Abderrahmane Dahmane, President Sarkozy’s former diversity adviser, has announced that Islam in France has become the “object of stigmatisation” and, to voice his protest, has started to distribute green-star badges among his fellow believers, a reminiscence of the badges that European Jews were forced to wear during World War 2
The green-star campaign is not so much a proof of the stupidity of its originator, as of his utter insolence, especially that it is rather the indigenous French that can feel uneasy in certain districts of their cities, faced with gangs of Algerian and Moroccan youth. And the claims of “stigmatisation” of Islam sound grotesque when we look at how Catholics of the Seine, and of many other West European countries, are ridiculed.

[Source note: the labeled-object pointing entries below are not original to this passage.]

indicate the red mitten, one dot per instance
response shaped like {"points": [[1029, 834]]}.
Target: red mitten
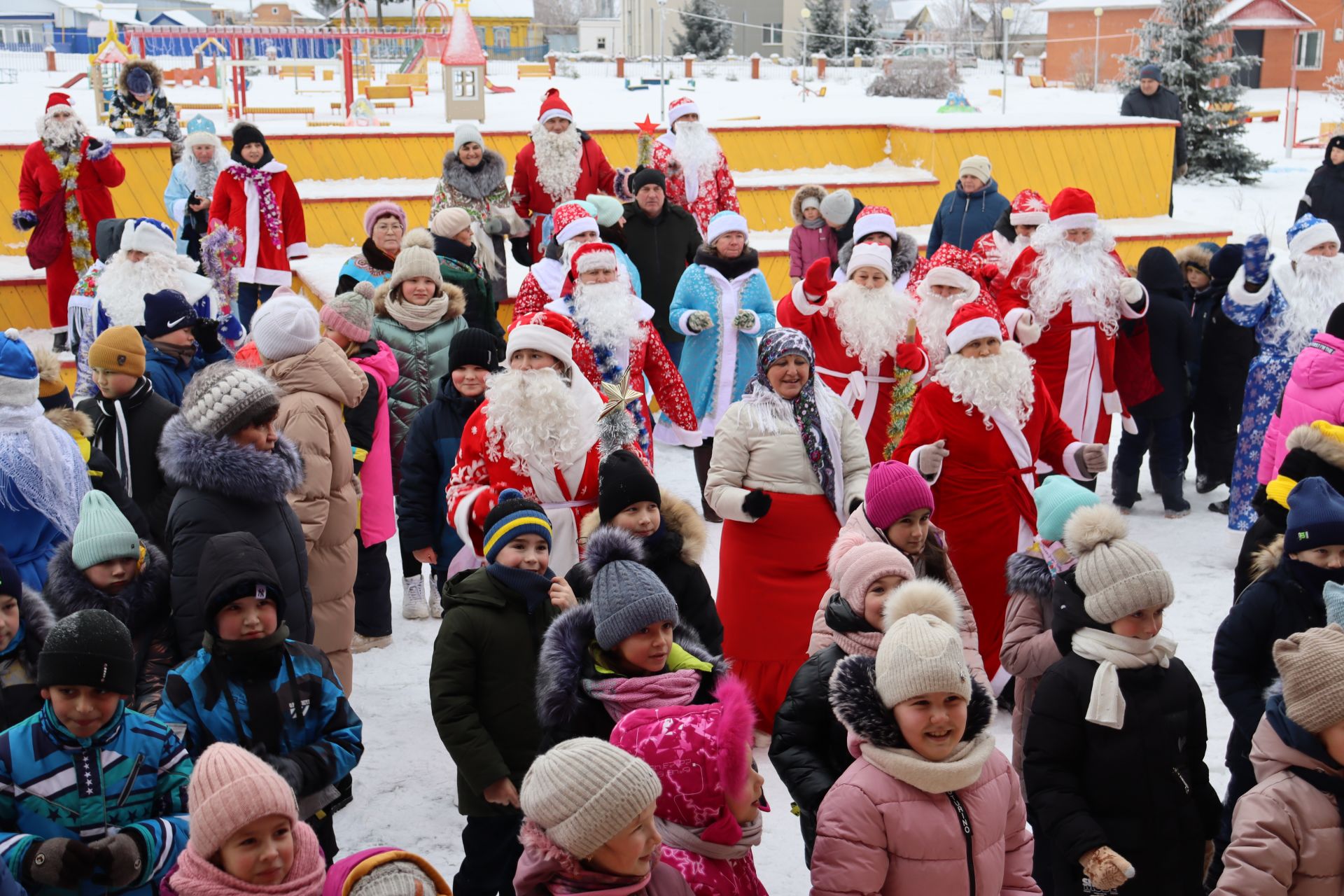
{"points": [[818, 281]]}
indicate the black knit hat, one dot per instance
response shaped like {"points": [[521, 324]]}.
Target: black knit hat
{"points": [[624, 480], [479, 347], [89, 648]]}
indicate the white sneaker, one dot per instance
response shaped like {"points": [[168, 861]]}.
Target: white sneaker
{"points": [[413, 598]]}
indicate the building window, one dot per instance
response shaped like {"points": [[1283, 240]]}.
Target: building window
{"points": [[1310, 46]]}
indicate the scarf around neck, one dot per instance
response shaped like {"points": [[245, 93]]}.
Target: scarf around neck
{"points": [[1112, 653]]}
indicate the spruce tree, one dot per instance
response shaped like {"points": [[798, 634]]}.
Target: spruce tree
{"points": [[705, 38], [1196, 52]]}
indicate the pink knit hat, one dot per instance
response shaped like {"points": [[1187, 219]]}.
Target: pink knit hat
{"points": [[894, 491], [230, 788]]}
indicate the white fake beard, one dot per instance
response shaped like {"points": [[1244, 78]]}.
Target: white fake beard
{"points": [[558, 160], [124, 284], [872, 321], [536, 416], [1313, 298], [993, 383], [605, 312], [1086, 276], [696, 149]]}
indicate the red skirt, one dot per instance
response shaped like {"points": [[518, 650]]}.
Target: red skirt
{"points": [[772, 575]]}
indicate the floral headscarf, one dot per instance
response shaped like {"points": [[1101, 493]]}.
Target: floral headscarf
{"points": [[780, 343]]}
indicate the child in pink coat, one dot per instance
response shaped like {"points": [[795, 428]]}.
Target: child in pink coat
{"points": [[710, 809], [930, 806]]}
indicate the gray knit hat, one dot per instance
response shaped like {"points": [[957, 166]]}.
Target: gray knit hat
{"points": [[584, 792], [626, 594], [1310, 663], [102, 533], [222, 398], [1117, 577]]}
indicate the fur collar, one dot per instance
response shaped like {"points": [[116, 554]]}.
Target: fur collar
{"points": [[211, 464], [476, 184], [140, 606], [565, 657]]}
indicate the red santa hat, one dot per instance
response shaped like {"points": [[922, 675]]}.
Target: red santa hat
{"points": [[554, 108], [874, 219], [571, 219], [972, 321], [1028, 209], [1073, 209]]}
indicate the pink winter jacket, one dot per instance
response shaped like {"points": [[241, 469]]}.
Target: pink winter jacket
{"points": [[1285, 832], [1315, 391], [377, 508]]}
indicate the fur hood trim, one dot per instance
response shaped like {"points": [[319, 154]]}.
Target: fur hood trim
{"points": [[210, 464], [854, 696], [564, 659], [141, 605]]}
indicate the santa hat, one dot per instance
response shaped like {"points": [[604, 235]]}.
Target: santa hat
{"points": [[148, 235], [1073, 209], [554, 108], [1308, 232], [972, 321], [571, 219], [874, 219], [1028, 209], [543, 332], [682, 106]]}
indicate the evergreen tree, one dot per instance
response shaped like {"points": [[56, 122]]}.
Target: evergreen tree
{"points": [[705, 38], [1195, 52]]}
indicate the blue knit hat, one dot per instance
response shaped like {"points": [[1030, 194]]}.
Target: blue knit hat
{"points": [[511, 517], [1057, 498], [1315, 516]]}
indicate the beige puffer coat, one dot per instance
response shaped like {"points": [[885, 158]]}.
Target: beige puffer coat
{"points": [[319, 386]]}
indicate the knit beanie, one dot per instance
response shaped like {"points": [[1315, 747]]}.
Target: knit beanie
{"points": [[89, 648], [232, 788], [511, 517], [102, 533], [351, 314], [624, 480], [921, 649], [286, 326], [584, 792], [626, 596], [1313, 690], [1057, 498], [222, 398], [894, 489], [1315, 516], [118, 349], [1116, 577]]}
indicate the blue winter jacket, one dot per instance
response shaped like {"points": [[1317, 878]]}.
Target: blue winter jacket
{"points": [[130, 777], [962, 219]]}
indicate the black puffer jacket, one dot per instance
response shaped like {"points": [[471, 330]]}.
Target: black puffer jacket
{"points": [[229, 488]]}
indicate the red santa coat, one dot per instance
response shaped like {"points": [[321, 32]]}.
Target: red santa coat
{"points": [[235, 203], [713, 194], [984, 491], [530, 199], [39, 183], [1074, 356], [866, 393]]}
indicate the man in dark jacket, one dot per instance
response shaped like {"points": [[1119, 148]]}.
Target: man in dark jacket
{"points": [[660, 238]]}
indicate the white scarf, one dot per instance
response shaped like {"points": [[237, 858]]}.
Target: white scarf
{"points": [[1113, 652]]}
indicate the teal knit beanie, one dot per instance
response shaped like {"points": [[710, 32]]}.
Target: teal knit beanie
{"points": [[104, 533]]}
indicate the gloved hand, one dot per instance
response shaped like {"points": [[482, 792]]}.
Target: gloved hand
{"points": [[61, 862], [818, 281], [206, 332], [1107, 868], [756, 504], [122, 860]]}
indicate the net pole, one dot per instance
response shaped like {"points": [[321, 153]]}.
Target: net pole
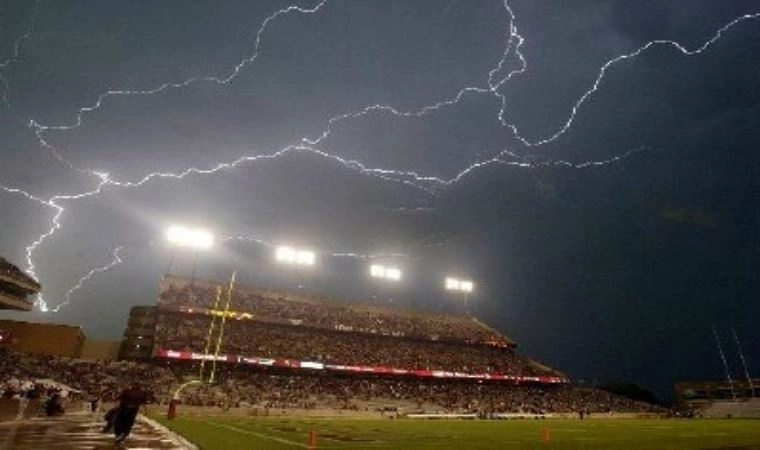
{"points": [[221, 327], [211, 329], [725, 364], [744, 362]]}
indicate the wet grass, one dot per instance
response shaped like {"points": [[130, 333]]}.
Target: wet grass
{"points": [[291, 433]]}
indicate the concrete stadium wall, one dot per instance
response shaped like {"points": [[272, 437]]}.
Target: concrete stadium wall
{"points": [[102, 350], [742, 409]]}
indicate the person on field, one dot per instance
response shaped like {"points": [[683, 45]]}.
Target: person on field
{"points": [[130, 401]]}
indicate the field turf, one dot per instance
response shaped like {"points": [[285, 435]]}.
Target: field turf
{"points": [[219, 432]]}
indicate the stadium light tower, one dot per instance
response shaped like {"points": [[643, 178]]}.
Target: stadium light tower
{"points": [[385, 273], [466, 287], [295, 257], [196, 239]]}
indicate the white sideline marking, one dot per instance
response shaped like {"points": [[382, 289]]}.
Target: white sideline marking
{"points": [[294, 443]]}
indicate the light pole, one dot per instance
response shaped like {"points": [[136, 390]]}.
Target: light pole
{"points": [[458, 285], [299, 258], [194, 238]]}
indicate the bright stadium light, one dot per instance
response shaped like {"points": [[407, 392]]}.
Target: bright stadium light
{"points": [[392, 273], [285, 254], [305, 257], [290, 255], [452, 284], [377, 271], [195, 238], [388, 273]]}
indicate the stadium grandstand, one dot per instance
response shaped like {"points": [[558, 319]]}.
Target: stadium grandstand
{"points": [[210, 346], [16, 287], [286, 350]]}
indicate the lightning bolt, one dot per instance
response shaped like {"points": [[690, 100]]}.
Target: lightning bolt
{"points": [[114, 262], [16, 52], [494, 80]]}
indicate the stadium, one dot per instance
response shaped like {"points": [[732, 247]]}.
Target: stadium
{"points": [[236, 366], [370, 224]]}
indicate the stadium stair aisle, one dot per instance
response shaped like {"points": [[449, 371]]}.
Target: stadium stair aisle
{"points": [[80, 431]]}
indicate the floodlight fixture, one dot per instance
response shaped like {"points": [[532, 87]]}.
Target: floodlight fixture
{"points": [[290, 255], [196, 238], [305, 257], [455, 284], [393, 273], [452, 284], [285, 254], [377, 271], [387, 273]]}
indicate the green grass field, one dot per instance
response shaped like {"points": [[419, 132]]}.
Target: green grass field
{"points": [[290, 433]]}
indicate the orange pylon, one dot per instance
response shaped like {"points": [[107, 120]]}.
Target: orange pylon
{"points": [[313, 439]]}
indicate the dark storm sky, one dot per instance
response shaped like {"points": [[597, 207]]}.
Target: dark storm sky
{"points": [[608, 252]]}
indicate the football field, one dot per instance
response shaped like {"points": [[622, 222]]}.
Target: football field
{"points": [[219, 432]]}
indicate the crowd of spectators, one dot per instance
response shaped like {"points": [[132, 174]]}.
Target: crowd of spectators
{"points": [[21, 374], [190, 332], [267, 388], [313, 311]]}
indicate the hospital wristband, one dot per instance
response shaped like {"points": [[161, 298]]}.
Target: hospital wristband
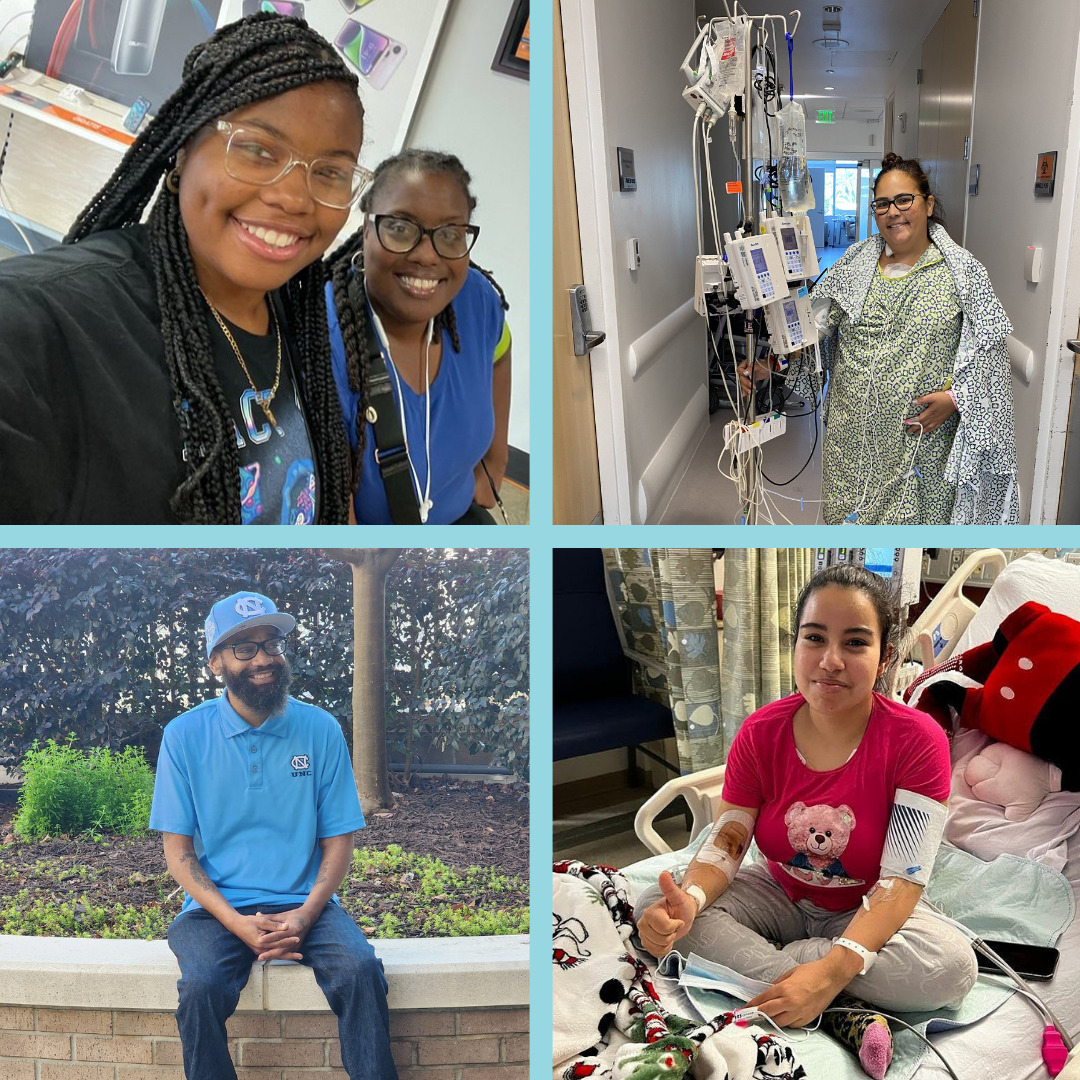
{"points": [[864, 954], [698, 893]]}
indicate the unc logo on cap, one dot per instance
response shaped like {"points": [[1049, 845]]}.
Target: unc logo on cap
{"points": [[247, 607]]}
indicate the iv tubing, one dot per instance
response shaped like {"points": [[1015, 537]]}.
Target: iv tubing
{"points": [[1052, 1021]]}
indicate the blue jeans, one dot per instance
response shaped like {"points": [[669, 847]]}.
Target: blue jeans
{"points": [[214, 969]]}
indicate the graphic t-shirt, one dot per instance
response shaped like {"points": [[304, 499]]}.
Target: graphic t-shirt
{"points": [[822, 833], [278, 478]]}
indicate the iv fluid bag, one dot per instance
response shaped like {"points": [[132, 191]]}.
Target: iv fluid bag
{"points": [[765, 144], [796, 191]]}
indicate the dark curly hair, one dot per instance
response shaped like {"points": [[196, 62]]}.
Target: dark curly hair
{"points": [[847, 576], [349, 259], [917, 173], [255, 58]]}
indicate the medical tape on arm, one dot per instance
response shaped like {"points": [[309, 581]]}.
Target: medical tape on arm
{"points": [[728, 853], [914, 836]]}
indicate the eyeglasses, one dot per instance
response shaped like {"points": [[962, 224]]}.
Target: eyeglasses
{"points": [[901, 202], [248, 650], [400, 235], [254, 157]]}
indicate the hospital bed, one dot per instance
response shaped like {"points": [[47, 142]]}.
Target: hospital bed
{"points": [[1007, 1042]]}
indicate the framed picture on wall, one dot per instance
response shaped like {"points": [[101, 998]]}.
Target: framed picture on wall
{"points": [[512, 56]]}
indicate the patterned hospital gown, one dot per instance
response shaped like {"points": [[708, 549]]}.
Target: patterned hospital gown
{"points": [[902, 348]]}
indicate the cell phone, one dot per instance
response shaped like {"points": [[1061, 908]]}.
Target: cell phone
{"points": [[274, 7], [374, 55], [1031, 961], [136, 113]]}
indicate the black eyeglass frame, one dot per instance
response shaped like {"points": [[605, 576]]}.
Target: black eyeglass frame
{"points": [[472, 230], [280, 644], [878, 211]]}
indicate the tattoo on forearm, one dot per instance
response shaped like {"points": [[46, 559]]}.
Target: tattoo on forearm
{"points": [[194, 868]]}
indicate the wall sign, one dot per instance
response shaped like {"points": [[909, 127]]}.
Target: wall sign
{"points": [[1044, 171]]}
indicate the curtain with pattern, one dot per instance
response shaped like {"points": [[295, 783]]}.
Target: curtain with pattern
{"points": [[760, 589], [664, 604]]}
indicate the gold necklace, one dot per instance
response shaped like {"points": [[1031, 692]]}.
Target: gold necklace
{"points": [[264, 397]]}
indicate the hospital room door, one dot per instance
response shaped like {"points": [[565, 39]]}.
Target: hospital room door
{"points": [[946, 100], [576, 478]]}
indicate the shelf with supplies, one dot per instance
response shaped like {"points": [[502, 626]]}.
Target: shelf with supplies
{"points": [[61, 145], [66, 107]]}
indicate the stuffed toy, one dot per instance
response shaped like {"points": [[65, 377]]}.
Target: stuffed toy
{"points": [[1030, 676], [1009, 778]]}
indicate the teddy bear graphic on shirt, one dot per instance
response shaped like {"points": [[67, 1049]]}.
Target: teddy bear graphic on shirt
{"points": [[820, 835]]}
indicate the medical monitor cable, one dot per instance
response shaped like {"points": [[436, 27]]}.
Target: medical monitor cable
{"points": [[1056, 1042]]}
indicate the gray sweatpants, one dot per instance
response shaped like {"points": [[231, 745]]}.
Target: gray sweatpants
{"points": [[926, 964]]}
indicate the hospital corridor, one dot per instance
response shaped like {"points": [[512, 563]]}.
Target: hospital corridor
{"points": [[817, 266]]}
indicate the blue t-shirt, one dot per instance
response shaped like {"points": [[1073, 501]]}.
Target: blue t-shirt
{"points": [[462, 412], [256, 800]]}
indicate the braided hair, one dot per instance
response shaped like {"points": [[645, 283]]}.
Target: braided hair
{"points": [[243, 63], [348, 259]]}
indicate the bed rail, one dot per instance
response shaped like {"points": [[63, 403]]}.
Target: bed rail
{"points": [[702, 793], [931, 638]]}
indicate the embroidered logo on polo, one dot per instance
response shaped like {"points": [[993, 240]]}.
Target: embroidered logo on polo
{"points": [[247, 607]]}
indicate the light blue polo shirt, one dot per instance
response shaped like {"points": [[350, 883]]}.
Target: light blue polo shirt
{"points": [[256, 800]]}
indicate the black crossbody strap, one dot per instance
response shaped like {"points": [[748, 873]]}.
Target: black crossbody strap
{"points": [[391, 448]]}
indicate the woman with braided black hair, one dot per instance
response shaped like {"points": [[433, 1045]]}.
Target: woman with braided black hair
{"points": [[418, 338], [179, 370]]}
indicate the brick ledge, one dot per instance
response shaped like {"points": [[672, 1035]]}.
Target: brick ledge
{"points": [[421, 973]]}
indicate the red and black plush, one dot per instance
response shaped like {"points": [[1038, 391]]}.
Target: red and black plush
{"points": [[1030, 676]]}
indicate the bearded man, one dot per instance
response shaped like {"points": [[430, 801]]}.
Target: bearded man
{"points": [[257, 804]]}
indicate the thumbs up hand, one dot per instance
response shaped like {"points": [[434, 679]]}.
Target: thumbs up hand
{"points": [[670, 918]]}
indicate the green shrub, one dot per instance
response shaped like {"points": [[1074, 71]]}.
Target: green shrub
{"points": [[68, 791]]}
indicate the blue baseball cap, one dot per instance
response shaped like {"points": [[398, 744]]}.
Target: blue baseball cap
{"points": [[243, 611]]}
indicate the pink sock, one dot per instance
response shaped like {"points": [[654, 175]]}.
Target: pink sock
{"points": [[876, 1051]]}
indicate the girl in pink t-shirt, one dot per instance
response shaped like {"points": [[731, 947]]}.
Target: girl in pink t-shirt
{"points": [[845, 793]]}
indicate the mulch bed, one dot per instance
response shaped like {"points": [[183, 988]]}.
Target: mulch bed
{"points": [[462, 823]]}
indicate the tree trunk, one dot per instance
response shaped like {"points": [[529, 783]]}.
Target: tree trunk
{"points": [[369, 568]]}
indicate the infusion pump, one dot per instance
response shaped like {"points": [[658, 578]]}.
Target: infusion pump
{"points": [[902, 567], [795, 243]]}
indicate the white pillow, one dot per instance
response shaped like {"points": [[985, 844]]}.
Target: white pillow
{"points": [[1033, 577]]}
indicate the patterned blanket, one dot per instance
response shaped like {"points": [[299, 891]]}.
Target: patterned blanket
{"points": [[607, 1017]]}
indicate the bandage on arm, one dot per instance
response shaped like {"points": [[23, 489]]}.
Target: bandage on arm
{"points": [[717, 861]]}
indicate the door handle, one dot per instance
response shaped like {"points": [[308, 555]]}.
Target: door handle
{"points": [[584, 337]]}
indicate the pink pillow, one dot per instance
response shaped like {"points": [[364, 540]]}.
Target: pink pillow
{"points": [[984, 828]]}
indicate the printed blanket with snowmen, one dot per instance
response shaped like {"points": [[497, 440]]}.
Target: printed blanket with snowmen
{"points": [[608, 1021]]}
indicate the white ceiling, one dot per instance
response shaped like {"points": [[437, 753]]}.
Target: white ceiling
{"points": [[881, 35]]}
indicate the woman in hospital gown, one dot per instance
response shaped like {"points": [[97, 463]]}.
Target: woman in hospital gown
{"points": [[918, 412]]}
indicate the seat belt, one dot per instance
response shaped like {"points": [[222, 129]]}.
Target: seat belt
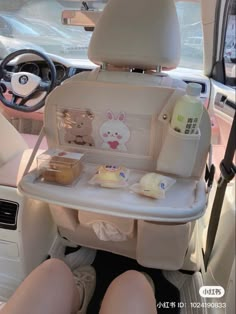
{"points": [[228, 170]]}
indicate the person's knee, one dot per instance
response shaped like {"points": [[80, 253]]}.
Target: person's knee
{"points": [[57, 271], [132, 278]]}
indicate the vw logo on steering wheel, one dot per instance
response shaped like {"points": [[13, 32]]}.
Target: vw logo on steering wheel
{"points": [[23, 79]]}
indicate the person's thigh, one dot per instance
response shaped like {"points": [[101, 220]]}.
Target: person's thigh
{"points": [[49, 289], [129, 293]]}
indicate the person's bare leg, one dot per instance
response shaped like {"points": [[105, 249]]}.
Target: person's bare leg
{"points": [[129, 293], [49, 289]]}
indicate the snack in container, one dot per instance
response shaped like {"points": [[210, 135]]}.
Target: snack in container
{"points": [[153, 185], [59, 167], [111, 176]]}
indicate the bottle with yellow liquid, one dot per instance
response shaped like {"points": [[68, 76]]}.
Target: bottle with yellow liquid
{"points": [[188, 111]]}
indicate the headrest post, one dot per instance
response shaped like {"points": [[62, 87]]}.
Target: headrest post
{"points": [[103, 66], [159, 69]]}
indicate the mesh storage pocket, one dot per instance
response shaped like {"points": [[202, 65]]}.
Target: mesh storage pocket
{"points": [[162, 245], [64, 217], [107, 227], [178, 153]]}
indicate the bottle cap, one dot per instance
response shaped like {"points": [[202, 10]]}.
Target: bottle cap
{"points": [[193, 89]]}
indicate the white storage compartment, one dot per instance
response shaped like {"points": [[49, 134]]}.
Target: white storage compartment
{"points": [[178, 153], [107, 227], [162, 245]]}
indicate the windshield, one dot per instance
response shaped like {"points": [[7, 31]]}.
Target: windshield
{"points": [[37, 24]]}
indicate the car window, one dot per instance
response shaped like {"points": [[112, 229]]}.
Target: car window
{"points": [[19, 28], [39, 23], [230, 46], [189, 14]]}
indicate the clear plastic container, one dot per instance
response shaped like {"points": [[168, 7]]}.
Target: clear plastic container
{"points": [[188, 111], [59, 167]]}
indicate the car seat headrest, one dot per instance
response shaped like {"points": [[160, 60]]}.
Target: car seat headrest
{"points": [[137, 34]]}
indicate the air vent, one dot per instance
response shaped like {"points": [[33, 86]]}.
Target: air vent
{"points": [[203, 91], [8, 214]]}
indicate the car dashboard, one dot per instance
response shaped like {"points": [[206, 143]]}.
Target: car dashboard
{"points": [[64, 68]]}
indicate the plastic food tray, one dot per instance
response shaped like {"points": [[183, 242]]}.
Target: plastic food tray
{"points": [[185, 201]]}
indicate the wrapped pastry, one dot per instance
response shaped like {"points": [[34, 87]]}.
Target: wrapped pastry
{"points": [[153, 185], [111, 176]]}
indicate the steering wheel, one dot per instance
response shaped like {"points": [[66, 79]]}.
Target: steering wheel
{"points": [[23, 85]]}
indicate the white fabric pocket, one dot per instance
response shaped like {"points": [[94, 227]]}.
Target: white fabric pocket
{"points": [[178, 153], [107, 227], [162, 246]]}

It was not in the Great Mosque of Paris, but in Notre Dame Cathedral that a group of gay activists staged a homosexual “wedding ceremony” six years ago, during which words offensive to Pope Benedict XVI could be heard.
Indeed, the debate about secularism focuses on Islam. But this is also a debate over the future of Islam across Europe entire. Sarkozy’s party is mulling over concrete issues that also affect Italy, Holland, and Sweden. How to deal with the Muslims who hold mass prayers in the streets of cities? Should halal meals be introduced in school canteens? How to deal with the problem of students from North Africa who protest against lessons about the Holocaust, treating it as humbug invented by Zionists. Should public swimming pools reserve separate hours for Muslim girls?
For the European Left any discussion over these issues is an expression of racism, for the Muslim radicals – of stigmatisation. But no discussion at all will lead to one thing: in a dozen or so years the majority of countries of the Old Continent will be ruled by the clones of Marine Le Pen and Geert Wilders.